To unveil various clinical manifestations of B19V infection, suspected and even unknown but pathogenically rational cases were investigated. Children with juvenile chronic arthropathy (n=69) now known as juvenile idiopathic arthropathy, were studied and B19V infection was observed in 27 per cent children[16]. Next, B19V-induced clinical cases ending fatally with pure red cell aplasia (PRCA), severe anaemia and thrombocytopaenia with hepatitis in a child and haemophagocytic syndrome in an infant were reported[17],[18],[19]. Further three novel clinical associations of B19V were reported, namely B19V-induced pure amegakaryocytic thrombocytopaenia in a nine month old male infant (got cured by IVIG treatment)[20], myositis[21] as a complication of erythema infectiosum in a nine year old female child and a series of eight cases with non-occlusive ischaemic gangrene of stomach or bowel including four cases having extensive gangrene of either entire ileum or jejunum to right colon who died post-operatively due to short gut syndrome (mortality 50%)[22].

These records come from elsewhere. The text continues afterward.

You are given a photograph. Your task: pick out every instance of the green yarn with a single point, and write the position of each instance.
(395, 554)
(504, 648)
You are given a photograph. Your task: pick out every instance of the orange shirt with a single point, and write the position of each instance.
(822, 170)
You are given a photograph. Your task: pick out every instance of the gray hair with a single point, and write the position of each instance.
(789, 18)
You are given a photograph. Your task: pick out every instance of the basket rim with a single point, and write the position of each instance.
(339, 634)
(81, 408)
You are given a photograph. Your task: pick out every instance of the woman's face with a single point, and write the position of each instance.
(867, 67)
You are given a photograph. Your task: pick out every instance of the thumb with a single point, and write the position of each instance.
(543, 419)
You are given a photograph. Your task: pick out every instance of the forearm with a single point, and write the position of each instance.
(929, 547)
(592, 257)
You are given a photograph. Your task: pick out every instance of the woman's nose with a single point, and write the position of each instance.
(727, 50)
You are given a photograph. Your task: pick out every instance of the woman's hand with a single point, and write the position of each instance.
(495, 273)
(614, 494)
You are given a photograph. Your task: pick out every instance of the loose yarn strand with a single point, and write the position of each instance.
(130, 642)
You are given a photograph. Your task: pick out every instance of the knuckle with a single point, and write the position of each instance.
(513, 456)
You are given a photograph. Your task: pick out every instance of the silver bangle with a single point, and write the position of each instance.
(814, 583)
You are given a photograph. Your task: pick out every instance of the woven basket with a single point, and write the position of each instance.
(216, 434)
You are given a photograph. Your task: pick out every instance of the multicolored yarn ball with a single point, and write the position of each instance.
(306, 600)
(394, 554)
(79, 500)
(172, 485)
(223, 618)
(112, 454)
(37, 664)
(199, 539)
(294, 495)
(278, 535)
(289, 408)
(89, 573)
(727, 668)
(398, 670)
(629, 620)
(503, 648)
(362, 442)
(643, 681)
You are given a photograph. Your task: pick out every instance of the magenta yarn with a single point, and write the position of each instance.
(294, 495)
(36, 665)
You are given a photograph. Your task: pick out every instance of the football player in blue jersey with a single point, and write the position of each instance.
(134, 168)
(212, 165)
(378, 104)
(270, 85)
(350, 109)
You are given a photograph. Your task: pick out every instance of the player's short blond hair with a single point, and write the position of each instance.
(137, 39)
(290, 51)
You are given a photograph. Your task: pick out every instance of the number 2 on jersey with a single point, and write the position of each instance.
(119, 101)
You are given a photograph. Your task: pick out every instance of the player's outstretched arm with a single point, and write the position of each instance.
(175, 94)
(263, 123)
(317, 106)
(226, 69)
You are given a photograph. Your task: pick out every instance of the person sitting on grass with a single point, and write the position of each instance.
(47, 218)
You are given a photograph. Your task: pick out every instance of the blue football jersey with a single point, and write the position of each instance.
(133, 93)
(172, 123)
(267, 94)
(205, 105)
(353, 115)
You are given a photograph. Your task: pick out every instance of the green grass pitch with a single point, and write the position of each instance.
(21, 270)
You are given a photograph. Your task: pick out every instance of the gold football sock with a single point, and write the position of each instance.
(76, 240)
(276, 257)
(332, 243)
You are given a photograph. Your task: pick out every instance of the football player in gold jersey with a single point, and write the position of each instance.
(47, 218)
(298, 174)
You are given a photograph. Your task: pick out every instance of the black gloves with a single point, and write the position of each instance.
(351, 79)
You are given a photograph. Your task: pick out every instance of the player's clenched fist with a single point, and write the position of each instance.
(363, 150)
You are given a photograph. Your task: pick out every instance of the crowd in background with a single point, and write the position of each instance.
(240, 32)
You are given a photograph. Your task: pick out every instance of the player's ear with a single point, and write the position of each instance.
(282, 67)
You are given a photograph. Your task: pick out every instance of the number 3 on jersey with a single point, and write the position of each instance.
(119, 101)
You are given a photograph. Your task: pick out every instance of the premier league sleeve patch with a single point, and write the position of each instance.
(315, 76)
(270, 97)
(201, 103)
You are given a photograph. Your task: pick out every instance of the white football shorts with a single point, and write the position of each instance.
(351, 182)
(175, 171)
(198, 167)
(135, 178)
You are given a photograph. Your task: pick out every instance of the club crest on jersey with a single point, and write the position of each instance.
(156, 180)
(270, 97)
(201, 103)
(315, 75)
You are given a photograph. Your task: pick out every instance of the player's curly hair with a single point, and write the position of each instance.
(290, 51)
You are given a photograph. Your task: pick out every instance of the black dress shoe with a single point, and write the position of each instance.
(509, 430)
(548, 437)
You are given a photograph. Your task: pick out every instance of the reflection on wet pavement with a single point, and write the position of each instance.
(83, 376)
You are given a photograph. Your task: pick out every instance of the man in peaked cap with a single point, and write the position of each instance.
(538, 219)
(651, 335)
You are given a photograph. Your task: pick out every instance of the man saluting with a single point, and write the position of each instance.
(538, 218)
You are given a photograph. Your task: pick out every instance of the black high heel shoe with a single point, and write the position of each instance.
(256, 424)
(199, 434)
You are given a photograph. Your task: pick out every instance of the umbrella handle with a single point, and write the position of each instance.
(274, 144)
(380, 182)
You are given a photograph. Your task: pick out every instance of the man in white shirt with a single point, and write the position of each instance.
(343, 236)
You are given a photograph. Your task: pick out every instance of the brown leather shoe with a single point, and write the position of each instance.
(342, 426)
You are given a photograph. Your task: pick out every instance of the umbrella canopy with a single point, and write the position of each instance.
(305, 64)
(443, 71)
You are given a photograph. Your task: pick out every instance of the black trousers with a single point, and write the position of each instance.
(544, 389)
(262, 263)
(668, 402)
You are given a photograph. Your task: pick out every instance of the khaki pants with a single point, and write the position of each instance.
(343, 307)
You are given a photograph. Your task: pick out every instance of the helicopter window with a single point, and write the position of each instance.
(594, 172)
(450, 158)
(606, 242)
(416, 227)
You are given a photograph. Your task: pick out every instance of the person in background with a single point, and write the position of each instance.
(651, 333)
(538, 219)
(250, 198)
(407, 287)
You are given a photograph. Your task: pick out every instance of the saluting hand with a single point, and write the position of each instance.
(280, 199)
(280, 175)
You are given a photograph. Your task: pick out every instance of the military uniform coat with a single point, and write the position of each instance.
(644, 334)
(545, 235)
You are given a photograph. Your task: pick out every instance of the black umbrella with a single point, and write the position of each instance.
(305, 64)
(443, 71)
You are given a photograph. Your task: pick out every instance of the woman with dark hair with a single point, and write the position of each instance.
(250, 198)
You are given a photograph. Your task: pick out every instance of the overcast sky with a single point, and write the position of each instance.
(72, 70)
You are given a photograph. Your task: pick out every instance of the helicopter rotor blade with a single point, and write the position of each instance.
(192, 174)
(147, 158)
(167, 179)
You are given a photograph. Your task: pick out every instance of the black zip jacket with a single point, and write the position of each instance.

Further, to conduct sero-epidemiological studies, a large sample size was required and limiting factors were high cost of commercial ELISA kits and non-availability of PCR, a few decades ago. Hence, ELISA was developed in our laboratory using cloned, baculovirus expressed and purified B19V VP1 and VP2 proteins as antigens[23]. To further detect early viraemic cases, detection of B19V DNA was required; hence, in-house DNA extraction from serum and then, PCR and nested-PCR were developed and standardized[17],[23],[24]. Seroepidemiology and B19V susceptibility of general population to acquire B19V infection were determined by estimating B19V-specific IgG antibodies to B19V capsid proteins VP1 and VP2 by in-house ELISA in 1000 voluntary blood donors (patient's relatives) and it came out to be 39.9 per cent[23] similar to a study from Japan[25]. This indicates that about 60 per cent of Indian population (now about 1.25 billion) is non-immune. Seroprevalence of B19V in different age-groups in our country has been reported in 5 per cent children less than 10 yr, in 13 per cent young adults of 10-20 yr and in 44 per cent of aged 20-60 years[26]. These data show that a major proportion of population, especially children and young adults, are susceptible and prone to acquire to B19V infection.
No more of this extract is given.